Dokumentarfilm

„Sunset over Hollywood“ im Kino

Die Erinnerungen sind noch ziemlich präzise, auch wenn die Bewohner des „Motion Picture & Television Country Home“ in Los Angeles nun wirklich nicht mehr die Jüngsten sind. Connie Sawyer, die älteste von ihnen, ist Jahrgang 1912, trat noch 2013 in der Serie „Ray Donovan“ auf (und starb mit 105 Jahren im Januar 2018).

Foto: Axel Schneppat

Die 1942 von der Filmindustrie in Los Angeles errichtete Residenz soll ehemaligen Angehörigen der Filmbranche einen sorgenfreien Lebensabend ermöglichen. Daniel Selznick, Sohn des Produzenten David O. Selznick, erinnert sich an die Besuche von Alfred Hitchcock Ende der 30er-Jahre im Elternhaus, Wright King sieht noch einmal die Szene aus „Endstation Sehnsucht“ (1951), wo er von Vivien Leigh geküsst wird.
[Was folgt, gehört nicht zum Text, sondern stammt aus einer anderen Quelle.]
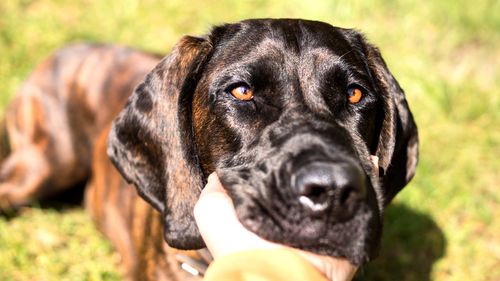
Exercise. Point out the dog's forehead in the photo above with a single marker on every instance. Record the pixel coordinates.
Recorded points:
(292, 41)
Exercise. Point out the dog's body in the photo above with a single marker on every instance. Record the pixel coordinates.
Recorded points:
(288, 112)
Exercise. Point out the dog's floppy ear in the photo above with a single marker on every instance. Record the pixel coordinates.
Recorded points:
(397, 147)
(151, 141)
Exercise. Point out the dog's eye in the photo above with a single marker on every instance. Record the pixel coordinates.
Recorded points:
(354, 95)
(242, 92)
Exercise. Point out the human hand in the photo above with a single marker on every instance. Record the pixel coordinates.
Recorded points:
(224, 234)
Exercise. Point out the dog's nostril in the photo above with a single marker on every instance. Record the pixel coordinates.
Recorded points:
(314, 196)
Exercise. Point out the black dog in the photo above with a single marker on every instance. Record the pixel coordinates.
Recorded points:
(288, 112)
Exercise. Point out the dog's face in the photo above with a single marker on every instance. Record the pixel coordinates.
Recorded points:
(288, 113)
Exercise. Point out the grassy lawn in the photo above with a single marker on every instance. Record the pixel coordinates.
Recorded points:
(446, 54)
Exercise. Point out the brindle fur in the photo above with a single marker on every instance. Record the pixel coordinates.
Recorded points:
(55, 137)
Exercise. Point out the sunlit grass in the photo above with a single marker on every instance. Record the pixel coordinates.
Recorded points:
(446, 54)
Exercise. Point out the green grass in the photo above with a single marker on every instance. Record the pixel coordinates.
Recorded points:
(446, 54)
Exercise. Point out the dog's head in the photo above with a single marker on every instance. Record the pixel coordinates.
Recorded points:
(288, 112)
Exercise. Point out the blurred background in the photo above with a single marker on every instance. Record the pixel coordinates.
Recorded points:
(446, 55)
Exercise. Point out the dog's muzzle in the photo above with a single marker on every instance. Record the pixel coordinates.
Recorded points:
(326, 186)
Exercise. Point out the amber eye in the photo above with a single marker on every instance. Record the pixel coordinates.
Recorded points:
(242, 92)
(354, 95)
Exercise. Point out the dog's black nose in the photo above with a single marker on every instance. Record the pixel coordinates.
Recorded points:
(322, 185)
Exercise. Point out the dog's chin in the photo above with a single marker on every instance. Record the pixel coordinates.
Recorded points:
(355, 239)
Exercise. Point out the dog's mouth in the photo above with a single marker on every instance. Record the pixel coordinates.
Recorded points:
(326, 206)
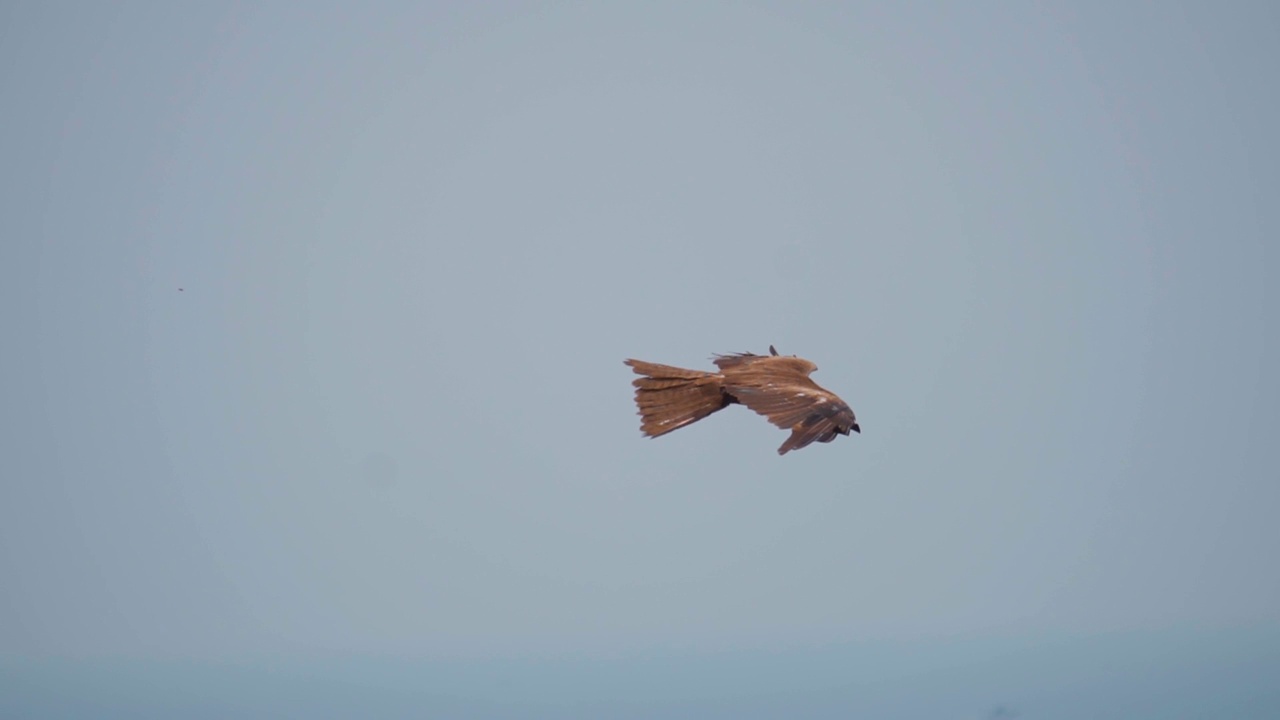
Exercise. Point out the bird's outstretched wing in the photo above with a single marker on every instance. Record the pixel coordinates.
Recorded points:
(780, 390)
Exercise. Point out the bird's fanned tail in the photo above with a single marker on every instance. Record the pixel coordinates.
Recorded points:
(672, 397)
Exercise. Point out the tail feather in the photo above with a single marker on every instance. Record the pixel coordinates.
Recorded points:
(672, 397)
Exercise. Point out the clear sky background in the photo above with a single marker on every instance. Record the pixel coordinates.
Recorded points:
(314, 319)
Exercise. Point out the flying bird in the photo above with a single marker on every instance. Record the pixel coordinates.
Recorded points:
(775, 386)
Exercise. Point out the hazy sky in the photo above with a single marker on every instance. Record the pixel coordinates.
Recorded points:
(314, 319)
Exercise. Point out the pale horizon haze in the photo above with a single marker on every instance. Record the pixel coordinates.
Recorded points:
(315, 314)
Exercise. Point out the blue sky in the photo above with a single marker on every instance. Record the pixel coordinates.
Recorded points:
(315, 320)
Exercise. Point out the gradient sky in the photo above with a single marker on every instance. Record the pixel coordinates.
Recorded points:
(314, 323)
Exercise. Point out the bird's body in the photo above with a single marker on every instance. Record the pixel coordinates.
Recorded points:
(775, 386)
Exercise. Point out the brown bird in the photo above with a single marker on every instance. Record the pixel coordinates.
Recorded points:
(773, 386)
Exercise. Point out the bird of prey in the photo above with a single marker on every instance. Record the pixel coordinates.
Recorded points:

Zur Fortbewegung mögen sie manchmal Hilfsmittel benötigen, aber geistig sind sie noch äußerst aktiv, in einem Kurs für Kreatives Schreiben spinnen sie „Casablanca“ fort, um nicht zuletzt zu lernen, die eigenen Erinnerungen für die Nachfahren und die Nachwelt festzuhalten. Dabei sprudeln die Ideen nur so, während  dem Regisseur Jerry Sedley Kaufmann und einigen der ehemaligen Schauspieler die Möglichkeit gegeben wird, im hauseigenen Filmstudio selbstgeschriebene Kurzfilme zu inszenieren.

Zwischen Vergangenheit und Gegenwart spielt sich das Leben dieser Menschen ab, köstlich, wenn der ehemalige Produzent Joel Rogosin und seine Ehefrau Deborah sich über den Titel des Ratgeberbuches für Eheleute streiten, das sie gemeinsam verfassen wollen, wobei er von seiner Wichtigkeit höchst überzeugt ist und sie beim Erzählen immer wieder unterbricht, was die früherer Psychotherapeutin mit stoischer Gelassenheit erträgt. Der Autor Tony Lawrence hat hier sogar eine neue Liebe gefunden und geheiratet. Ein einfühlsames Porträt ist Uli Gaulke („Comrades in Dreams“) hier gelungen. Frank Arnold

Sunset over Hollywood D 2018, 97 Min., R: Uli Gaulke, Start: 23.5.